Hoje choquei com um Burocrata. De frente. É verdade que ele vinha na sua faixa de rodagem, sem pisar o traço contínuo, nem sequer uma zebra que estava na berma. Muito direito, confiante e com tiques de superioridade. Saímos de nós e tentámos conversar sobre o evento que acabava de acontecer. Ele vestiu o seu colete laranja de burocrata, colocou o triângulo e começou logo ao ataque. Que não, que aquele papel não servia, que tinha que ser outro a dizer a mesma coisa, mas com outras pessoas a dizer. Eu, manifestamente sem grande experiêcia de pelejar com um adversário deste calibre, tentei argumentar com ideias, algumas de princípios de actuação e de bom-senso, mas sem grande sucesso. Acabei derrotado por knock-out logo no primeiro round. Nem cheguei a ver aquelas senhoras com as placas de números a informar o público, do round seguinte. Enquanto árbitro fazia a contagem, ainda me tentei levantar olhando o Burocrata de frente, mas só com os olhos fez-me ir ao tapete, com mais três regras e quatro decretos que tinha ali na manga. Deixei-me cair, enquanto passava pela humilhação pública de não me conseguir levantar e devolver-lhe tudo em dobro. Afinal, também não tenho a pretensão de ser o Universo que, aliás tem essa mania das devoluções. Fui transportado dali para fora por mim próprio, a custo, e agora já a lutar com a minha própria debilidade. Acho que ainda não me perdoei, ter perdido aquele combate.
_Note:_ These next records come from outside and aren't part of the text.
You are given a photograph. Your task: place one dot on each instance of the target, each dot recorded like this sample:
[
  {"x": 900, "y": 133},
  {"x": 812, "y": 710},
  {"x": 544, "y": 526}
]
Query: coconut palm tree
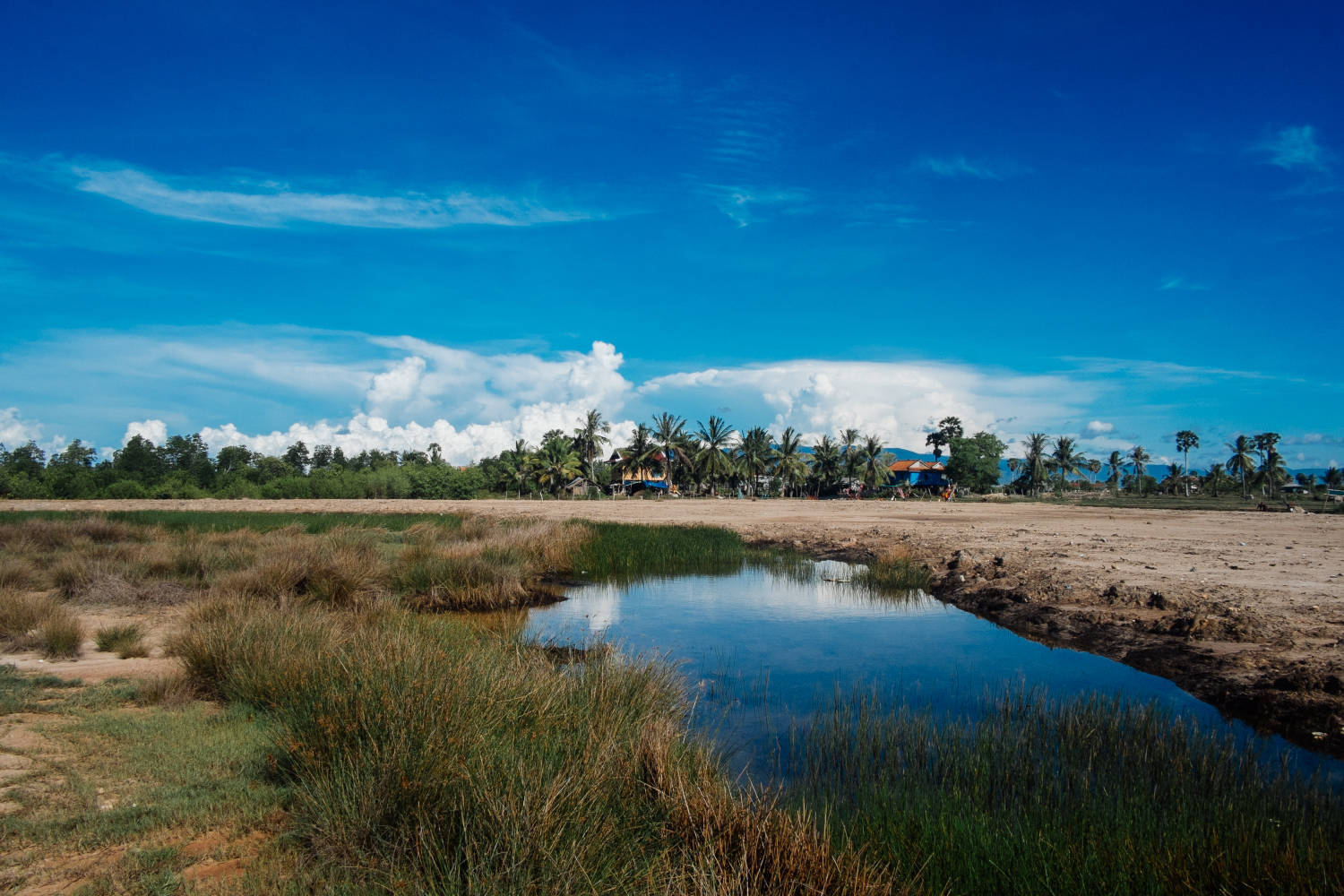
[
  {"x": 1271, "y": 471},
  {"x": 754, "y": 454},
  {"x": 1242, "y": 461},
  {"x": 1139, "y": 458},
  {"x": 669, "y": 435},
  {"x": 711, "y": 454},
  {"x": 1117, "y": 466},
  {"x": 1066, "y": 458},
  {"x": 789, "y": 461},
  {"x": 1035, "y": 462},
  {"x": 873, "y": 462},
  {"x": 589, "y": 440},
  {"x": 825, "y": 462}
]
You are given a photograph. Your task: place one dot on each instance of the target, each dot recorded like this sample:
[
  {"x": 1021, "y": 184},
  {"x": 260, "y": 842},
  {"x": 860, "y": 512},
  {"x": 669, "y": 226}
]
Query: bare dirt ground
[{"x": 1244, "y": 610}]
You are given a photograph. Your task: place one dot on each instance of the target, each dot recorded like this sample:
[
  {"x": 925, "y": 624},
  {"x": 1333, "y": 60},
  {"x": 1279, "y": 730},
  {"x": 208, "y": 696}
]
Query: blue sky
[{"x": 398, "y": 223}]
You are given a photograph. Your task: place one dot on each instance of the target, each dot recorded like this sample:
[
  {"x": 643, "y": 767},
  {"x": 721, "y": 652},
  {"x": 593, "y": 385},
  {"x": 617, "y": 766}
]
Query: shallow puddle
[{"x": 762, "y": 645}]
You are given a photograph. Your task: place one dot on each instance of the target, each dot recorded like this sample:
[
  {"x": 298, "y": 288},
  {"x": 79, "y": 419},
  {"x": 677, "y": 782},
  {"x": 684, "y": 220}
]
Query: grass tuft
[
  {"x": 61, "y": 634},
  {"x": 126, "y": 641}
]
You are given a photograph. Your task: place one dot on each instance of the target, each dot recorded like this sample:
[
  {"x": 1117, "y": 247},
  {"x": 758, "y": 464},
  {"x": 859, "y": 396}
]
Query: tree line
[{"x": 698, "y": 461}]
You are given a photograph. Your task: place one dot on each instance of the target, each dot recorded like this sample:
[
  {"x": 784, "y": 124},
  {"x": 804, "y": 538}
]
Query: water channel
[{"x": 761, "y": 646}]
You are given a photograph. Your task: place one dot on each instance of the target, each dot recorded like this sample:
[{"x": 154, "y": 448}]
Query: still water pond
[{"x": 763, "y": 645}]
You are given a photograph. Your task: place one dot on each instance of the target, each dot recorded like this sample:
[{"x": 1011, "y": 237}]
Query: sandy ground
[{"x": 1241, "y": 608}]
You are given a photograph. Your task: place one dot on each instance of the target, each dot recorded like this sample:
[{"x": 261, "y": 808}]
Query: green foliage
[
  {"x": 1081, "y": 796},
  {"x": 975, "y": 461},
  {"x": 126, "y": 641}
]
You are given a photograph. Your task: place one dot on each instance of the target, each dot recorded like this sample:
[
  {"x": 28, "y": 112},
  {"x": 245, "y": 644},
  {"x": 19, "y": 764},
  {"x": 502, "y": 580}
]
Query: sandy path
[{"x": 1242, "y": 608}]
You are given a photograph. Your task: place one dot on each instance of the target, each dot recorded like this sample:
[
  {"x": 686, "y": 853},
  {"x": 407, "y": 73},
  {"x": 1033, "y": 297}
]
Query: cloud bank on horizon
[{"x": 403, "y": 392}]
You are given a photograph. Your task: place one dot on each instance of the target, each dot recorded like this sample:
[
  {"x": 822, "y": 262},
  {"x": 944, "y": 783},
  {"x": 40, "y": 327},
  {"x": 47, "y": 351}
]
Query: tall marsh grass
[
  {"x": 438, "y": 758},
  {"x": 1081, "y": 796}
]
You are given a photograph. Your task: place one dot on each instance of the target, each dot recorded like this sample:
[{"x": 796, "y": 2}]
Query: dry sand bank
[{"x": 1244, "y": 610}]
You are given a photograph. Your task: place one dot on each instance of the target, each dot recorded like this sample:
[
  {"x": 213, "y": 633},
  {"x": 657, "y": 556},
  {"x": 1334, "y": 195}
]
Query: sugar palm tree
[
  {"x": 711, "y": 454},
  {"x": 1066, "y": 458},
  {"x": 825, "y": 462},
  {"x": 789, "y": 461},
  {"x": 1117, "y": 465},
  {"x": 669, "y": 435},
  {"x": 849, "y": 452},
  {"x": 1139, "y": 458},
  {"x": 873, "y": 462},
  {"x": 589, "y": 440},
  {"x": 1242, "y": 462},
  {"x": 1185, "y": 440}
]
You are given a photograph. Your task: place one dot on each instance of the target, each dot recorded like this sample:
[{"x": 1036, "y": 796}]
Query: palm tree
[
  {"x": 1116, "y": 462},
  {"x": 711, "y": 454},
  {"x": 1066, "y": 458},
  {"x": 1241, "y": 462},
  {"x": 1215, "y": 477},
  {"x": 849, "y": 454},
  {"x": 589, "y": 440},
  {"x": 825, "y": 462},
  {"x": 789, "y": 462},
  {"x": 754, "y": 454},
  {"x": 1140, "y": 458},
  {"x": 873, "y": 461},
  {"x": 1271, "y": 470},
  {"x": 1035, "y": 461},
  {"x": 669, "y": 433},
  {"x": 558, "y": 463},
  {"x": 1185, "y": 440}
]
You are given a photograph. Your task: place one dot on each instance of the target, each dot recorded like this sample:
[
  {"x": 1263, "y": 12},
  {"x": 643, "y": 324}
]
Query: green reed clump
[
  {"x": 1089, "y": 794},
  {"x": 620, "y": 551},
  {"x": 125, "y": 641},
  {"x": 437, "y": 758},
  {"x": 895, "y": 570}
]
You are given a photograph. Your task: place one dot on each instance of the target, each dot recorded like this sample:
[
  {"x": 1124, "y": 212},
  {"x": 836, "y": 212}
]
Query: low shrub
[
  {"x": 21, "y": 616},
  {"x": 16, "y": 573},
  {"x": 61, "y": 633},
  {"x": 125, "y": 641}
]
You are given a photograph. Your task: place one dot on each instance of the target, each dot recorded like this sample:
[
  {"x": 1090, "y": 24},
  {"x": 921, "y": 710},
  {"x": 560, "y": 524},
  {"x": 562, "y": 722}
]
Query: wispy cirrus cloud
[
  {"x": 271, "y": 204},
  {"x": 1297, "y": 148},
  {"x": 960, "y": 167}
]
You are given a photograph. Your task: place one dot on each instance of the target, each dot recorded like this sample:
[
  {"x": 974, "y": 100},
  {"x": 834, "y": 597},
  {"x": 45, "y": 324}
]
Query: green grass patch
[
  {"x": 624, "y": 551},
  {"x": 231, "y": 521},
  {"x": 1082, "y": 796}
]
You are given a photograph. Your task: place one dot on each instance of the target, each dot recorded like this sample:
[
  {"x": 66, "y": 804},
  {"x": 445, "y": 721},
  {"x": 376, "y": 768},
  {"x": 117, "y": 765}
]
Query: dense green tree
[
  {"x": 789, "y": 462},
  {"x": 973, "y": 462},
  {"x": 1066, "y": 458},
  {"x": 1242, "y": 462},
  {"x": 671, "y": 437},
  {"x": 825, "y": 463},
  {"x": 711, "y": 452},
  {"x": 1139, "y": 460}
]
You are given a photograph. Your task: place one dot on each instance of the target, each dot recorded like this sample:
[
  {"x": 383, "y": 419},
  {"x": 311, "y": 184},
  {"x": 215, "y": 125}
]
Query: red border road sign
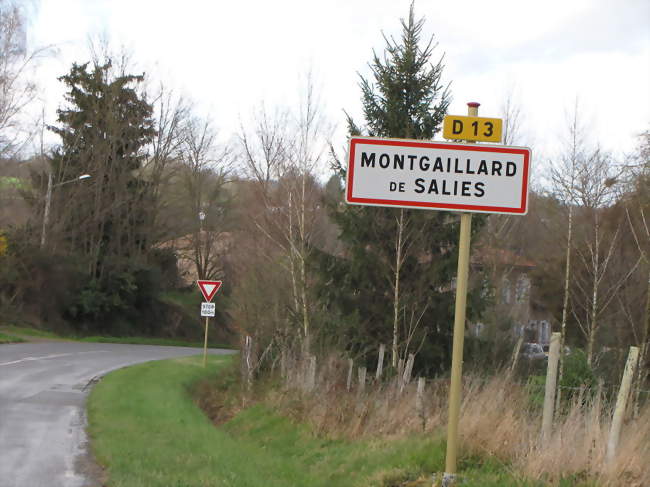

sexta-feira, 9 de outubro de 2009

Cinderela

Se eu fosse a Cinderela tinha-me transformado em Gata Borralheira há cinco minutos atrás. Como não sou, não aconteceu nada. Continuo à espera que uma meia-noite destas me mostre o meu lado B. E quando esse tempo chegar não sei se estou preparado para me conhecer e me descobrir assim tão bem. Talvez prefira estar coberto por uma cortina de meias-verdades que me mostram sempre as mesmas meias-mentiras. Ou talvez não tenha nada para descobrir e apenas descubra que afinal sou exactamente aquilo que se reflecte no espelho. Sem mais nem menos. De uma forma ou de outra, vou tentar não deixar nenhum sapato para trás. Detesto correr descalço.

terça-feira, 6 de outubro de 2009

Fosse porque fosse

Mantive-me à porta durante dias. Abre, fecha, abre, fecha. E eu ali. Por baixo outras como eu. Suplicava que o negro cativante e espesso me penetrasse. Sem dó nem pidedade. Ou então que alguma alma benevolente me levasse embalada nas suas mãos. Talvez até preferisse isso. Levada, embalada. Talvez me tornasse um avião e planasse por cima do mundo até acabar o céu. Ou talvez fosso barco e me afundasse à primeira semi-onda no fundo de um alguidar. Talvez fosse apenas bola: intermitente, incoerente, amachucada. Talvez me atirassem para bem longe daquela porta de impressora onde esperava ansiosa o próximo CTRL+P -> Yes.